В моей одинокой прогулке по городу у меня было два скромных, но чудных товарища: Диана, мой пудель, прелестнейшее из созданий, с пучком шерсти над глазом и голубой лентой, повязанной по-модному вокруг шеи. Диана была не больше пяти дюймов ростом, но голова ее была несколько больше тела; ее очень коротко обрубленный хвост придавал интересному животному вид оскорбленной невинности, вследствие чего все чувствовали к нему расположение.
А Помпей, мой негр Помпей! Милый Помпей! Как мне забыть тебя! Я шла под руку с Помпеем. Он был трех футов ростом (я люблю точность), и лет семидесяти или восьмидесяти. Он был кривоног и тучен. Рот его нельзя было назвать маленьким, а уши короткими. Зубы же его сверкали как жемчужины, а большие глаза на выкате восхитительно белели. Природа не одарила его шеей, а лодыжки поместила (как обыкновенно у его расы) посередине верхней части ноги. Костюм его был поразительно прост. Его единственную одежду составляли галстук дюймов десяти шириной и почти новое драповое пальто, прежде служившее высокому, полному и знаменитому доктору Денеггрош. Пальто было хорошее, хорошо скроенное, хорошо сшитое, почти новое.
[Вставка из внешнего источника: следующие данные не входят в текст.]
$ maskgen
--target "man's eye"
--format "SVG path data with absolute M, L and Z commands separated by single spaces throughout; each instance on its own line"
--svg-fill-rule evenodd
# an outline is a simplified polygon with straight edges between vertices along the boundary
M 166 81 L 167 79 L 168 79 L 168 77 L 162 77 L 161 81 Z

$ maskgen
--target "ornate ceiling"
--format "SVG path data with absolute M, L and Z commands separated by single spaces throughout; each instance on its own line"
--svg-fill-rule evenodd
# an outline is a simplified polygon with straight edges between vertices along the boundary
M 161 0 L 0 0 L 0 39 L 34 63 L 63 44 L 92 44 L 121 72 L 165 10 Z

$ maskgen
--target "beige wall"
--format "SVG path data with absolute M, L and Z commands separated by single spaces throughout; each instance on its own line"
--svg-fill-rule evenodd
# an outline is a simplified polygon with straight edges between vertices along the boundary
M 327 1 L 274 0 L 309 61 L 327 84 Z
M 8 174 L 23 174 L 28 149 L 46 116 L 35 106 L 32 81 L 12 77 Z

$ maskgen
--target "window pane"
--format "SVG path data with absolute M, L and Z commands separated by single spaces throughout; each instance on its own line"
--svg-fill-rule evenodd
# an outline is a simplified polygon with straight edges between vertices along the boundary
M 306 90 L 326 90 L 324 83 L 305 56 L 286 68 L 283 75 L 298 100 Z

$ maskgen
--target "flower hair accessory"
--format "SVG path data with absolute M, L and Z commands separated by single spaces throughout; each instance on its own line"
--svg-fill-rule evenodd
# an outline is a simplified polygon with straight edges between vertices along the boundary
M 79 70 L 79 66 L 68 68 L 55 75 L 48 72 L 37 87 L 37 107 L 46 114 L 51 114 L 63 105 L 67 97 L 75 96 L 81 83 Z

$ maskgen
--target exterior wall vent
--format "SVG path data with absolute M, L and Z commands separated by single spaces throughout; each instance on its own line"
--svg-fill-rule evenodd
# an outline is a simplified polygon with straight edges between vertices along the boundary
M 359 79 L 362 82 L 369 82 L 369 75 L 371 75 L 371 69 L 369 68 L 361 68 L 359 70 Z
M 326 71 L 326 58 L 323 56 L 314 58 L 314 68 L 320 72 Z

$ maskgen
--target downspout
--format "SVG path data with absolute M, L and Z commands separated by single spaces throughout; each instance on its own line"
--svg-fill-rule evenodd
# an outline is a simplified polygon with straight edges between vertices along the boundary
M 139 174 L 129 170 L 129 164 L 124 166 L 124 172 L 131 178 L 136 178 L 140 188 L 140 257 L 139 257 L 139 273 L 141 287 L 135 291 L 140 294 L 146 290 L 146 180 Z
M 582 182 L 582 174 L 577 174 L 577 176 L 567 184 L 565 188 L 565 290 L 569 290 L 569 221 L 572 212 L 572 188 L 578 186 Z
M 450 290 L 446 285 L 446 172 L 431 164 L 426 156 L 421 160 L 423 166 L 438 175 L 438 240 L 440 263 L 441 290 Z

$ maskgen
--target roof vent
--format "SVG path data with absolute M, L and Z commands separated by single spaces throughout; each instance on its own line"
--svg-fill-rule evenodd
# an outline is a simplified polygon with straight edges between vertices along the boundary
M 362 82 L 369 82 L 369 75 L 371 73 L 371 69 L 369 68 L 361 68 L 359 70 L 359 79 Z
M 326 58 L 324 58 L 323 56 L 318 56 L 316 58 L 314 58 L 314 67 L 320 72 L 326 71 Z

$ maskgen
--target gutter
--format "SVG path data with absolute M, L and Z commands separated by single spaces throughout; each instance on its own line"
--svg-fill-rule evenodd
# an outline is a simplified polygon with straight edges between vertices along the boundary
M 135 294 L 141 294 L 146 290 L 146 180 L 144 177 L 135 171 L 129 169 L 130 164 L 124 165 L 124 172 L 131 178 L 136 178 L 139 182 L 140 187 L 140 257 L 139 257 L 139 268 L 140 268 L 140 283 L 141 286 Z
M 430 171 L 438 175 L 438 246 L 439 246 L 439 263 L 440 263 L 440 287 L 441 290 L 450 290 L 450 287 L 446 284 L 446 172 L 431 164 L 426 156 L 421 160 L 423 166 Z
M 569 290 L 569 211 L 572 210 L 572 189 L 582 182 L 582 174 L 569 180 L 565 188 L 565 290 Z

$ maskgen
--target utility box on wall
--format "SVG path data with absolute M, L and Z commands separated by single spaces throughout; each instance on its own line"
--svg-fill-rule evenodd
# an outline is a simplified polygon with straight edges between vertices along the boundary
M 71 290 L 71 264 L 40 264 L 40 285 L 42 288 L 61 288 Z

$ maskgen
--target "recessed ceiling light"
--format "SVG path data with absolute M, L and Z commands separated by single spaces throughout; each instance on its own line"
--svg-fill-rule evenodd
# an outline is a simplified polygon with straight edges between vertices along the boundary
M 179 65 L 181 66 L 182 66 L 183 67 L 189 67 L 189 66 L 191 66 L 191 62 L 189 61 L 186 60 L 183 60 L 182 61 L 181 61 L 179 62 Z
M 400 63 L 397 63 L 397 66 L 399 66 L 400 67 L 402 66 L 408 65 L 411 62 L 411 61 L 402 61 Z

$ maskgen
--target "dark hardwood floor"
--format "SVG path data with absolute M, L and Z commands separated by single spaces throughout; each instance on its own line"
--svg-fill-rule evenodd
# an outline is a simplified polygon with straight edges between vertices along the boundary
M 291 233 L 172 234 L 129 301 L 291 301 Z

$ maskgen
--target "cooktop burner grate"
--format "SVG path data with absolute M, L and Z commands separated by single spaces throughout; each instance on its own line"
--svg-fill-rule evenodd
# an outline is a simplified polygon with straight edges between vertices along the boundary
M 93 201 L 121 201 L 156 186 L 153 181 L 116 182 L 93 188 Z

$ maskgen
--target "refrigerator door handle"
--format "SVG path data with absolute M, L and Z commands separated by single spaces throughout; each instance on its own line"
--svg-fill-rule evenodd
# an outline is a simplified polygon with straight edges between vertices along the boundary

Помпей поддерживал его на ходу обеими руками.
Наша компания состояла из трех лиц, и с двумя из них читатель уже знаком. Но было еще третье: и это третье была я. Я — синьора Психея Зенобия. Я не Сьюки Сноббс. Внешность у меня внушительная. При достопамятном событии, о котором идет речь, я была одета в красное атласное платье и небесно-голубую бедуинку. Костюм был отделан зелеными аграфами и семью грациозными оборками из оранжевых аврикул. Таким образом, я была третьей в компании. Так говорят, что первоначально было всего три фурии: Мельти, Нимми и Хетти. — Размышление, память и игра на скрипке[4].
Опираясь на руку любезного Помпея и в сопровождении Дианы, следовавшей на почтительном отдалении, я шла по одной из многолюдных и очень приятных улиц Эдина. Вдруг перед нами показалась церковь — готический собор, обширный, почтенный, с высокой колокольней, уходившей в самое небо. Какое безумие вдруг овладело мной? Зачем я бросилась навстречу своей судьбе? Меня охватило непреодолимое желание взобраться на головокружительную высоту и оттуда окинуть все огромное пространство города. Дверь собора была гостеприимно открыта. Судьба взяла верх. Я вошла под величественные своды. Где был тогда мой ангел-хранитель? Если действительно такие ангелы существуют. Если? Зловещее слово! Какой мир тайн, неизвестности и сомнения заключается в этих немногих буквах. Я вошла под величественные своды! Вошла и без вреда своим оранжевым оборкам прошла портал и вошла в притвор. Так, говорится, великая река Альфред протекала под морем, не сливаясь с ним и не заливаемая им.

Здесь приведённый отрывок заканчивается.